El lugar abarca dos zonas bien diferenciadas: el centro histórico de Ciudad de México y la zona situada en la orilla del lago de Xochimilco. El valor de estos dos terrenos no tiene parangón.

El centro histórico incluye el yacimiento arqueológico del Templo Mayor, que se excavó entre 1978 y 1982. Este presenta una serie extraordinaria de monumentos coloniales, de los cuales la catedral es el más famoso, y un conjunto impresionante de grandes edificios públicos de los siglos XIX y XX, como el Palacio de Bellas Artes.
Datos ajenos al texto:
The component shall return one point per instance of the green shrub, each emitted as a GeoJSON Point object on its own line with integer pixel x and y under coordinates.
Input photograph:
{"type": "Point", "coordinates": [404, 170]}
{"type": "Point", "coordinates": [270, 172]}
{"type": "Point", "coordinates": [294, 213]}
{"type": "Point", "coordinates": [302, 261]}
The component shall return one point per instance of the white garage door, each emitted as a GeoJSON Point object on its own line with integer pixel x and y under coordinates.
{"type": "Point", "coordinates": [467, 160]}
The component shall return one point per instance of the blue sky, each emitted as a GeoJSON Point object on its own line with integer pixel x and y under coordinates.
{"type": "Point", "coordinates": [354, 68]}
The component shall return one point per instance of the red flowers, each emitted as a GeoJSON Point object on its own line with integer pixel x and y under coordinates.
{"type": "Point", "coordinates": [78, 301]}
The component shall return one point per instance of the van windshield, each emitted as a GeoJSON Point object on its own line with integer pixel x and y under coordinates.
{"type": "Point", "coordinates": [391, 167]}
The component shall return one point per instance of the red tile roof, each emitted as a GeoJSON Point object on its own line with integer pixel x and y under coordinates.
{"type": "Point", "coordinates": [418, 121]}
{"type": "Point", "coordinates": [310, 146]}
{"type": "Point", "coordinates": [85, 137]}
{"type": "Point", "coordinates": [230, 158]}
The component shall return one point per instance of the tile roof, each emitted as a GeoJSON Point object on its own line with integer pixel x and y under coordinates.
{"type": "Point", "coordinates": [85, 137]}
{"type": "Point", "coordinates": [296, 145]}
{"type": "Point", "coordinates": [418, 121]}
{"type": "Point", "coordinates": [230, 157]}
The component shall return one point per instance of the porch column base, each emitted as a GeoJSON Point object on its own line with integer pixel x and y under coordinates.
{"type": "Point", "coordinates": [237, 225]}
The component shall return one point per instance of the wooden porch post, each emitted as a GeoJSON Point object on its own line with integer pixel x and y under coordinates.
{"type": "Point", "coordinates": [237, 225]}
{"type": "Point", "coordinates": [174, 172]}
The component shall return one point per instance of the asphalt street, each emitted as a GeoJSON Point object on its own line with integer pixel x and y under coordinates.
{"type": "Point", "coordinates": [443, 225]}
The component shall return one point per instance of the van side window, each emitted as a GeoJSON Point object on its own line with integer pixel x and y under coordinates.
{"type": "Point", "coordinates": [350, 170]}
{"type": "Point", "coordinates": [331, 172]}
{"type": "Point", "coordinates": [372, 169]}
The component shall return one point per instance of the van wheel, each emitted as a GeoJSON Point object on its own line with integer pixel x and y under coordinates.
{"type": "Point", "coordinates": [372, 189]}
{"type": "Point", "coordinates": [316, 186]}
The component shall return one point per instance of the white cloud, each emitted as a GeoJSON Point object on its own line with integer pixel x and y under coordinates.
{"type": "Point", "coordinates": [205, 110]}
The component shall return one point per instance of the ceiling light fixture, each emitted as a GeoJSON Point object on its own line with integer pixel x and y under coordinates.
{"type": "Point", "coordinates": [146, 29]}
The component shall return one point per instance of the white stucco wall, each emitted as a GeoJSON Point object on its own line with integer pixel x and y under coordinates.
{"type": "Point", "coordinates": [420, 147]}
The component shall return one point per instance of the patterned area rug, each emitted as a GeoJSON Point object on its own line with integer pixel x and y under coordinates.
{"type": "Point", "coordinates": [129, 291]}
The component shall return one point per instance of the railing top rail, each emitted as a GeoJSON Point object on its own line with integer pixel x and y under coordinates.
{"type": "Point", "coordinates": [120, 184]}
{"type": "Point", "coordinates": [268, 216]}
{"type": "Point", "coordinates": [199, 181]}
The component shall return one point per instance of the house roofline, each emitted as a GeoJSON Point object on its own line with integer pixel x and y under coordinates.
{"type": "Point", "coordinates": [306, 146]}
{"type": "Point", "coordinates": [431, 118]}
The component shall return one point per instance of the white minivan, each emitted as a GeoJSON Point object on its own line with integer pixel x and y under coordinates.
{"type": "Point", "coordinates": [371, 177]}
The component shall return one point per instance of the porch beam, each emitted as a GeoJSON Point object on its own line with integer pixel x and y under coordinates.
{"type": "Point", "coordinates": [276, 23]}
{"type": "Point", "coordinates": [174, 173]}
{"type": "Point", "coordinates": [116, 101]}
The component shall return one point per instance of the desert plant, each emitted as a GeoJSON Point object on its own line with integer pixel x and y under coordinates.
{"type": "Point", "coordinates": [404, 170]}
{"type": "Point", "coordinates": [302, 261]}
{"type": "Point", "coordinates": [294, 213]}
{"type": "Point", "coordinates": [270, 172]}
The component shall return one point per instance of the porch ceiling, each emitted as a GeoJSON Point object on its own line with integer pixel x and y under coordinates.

Por consiguiente, la continuidad histórica desde la fundación de Tenochtitlán en el siglo XIV hasta nuestros días se encuentra perfectamente representada.

La zona de Xochimilco, a 28 kilómetros hacia el sur, es el único vestigio que queda del paisaje lacustre de la capital azteca, donde los conquistadores destruyeron los monumentos y secaron los canales. En la orilla del lago residual de Xochimilco (el extremo sur del gran lago seco de Texcoco donde los aztecas establecieron su asentamiento en un grupo de isletas unidas a tierra firme por pasarelas), y en medio de una red de pequeños canales, todavía se encuentran algunas chinampas, es decir, los jardines flotantes que tanto admiraban los españoles. Este paisaje mitad natural mitad artificial es ahora una «reserva ecológica».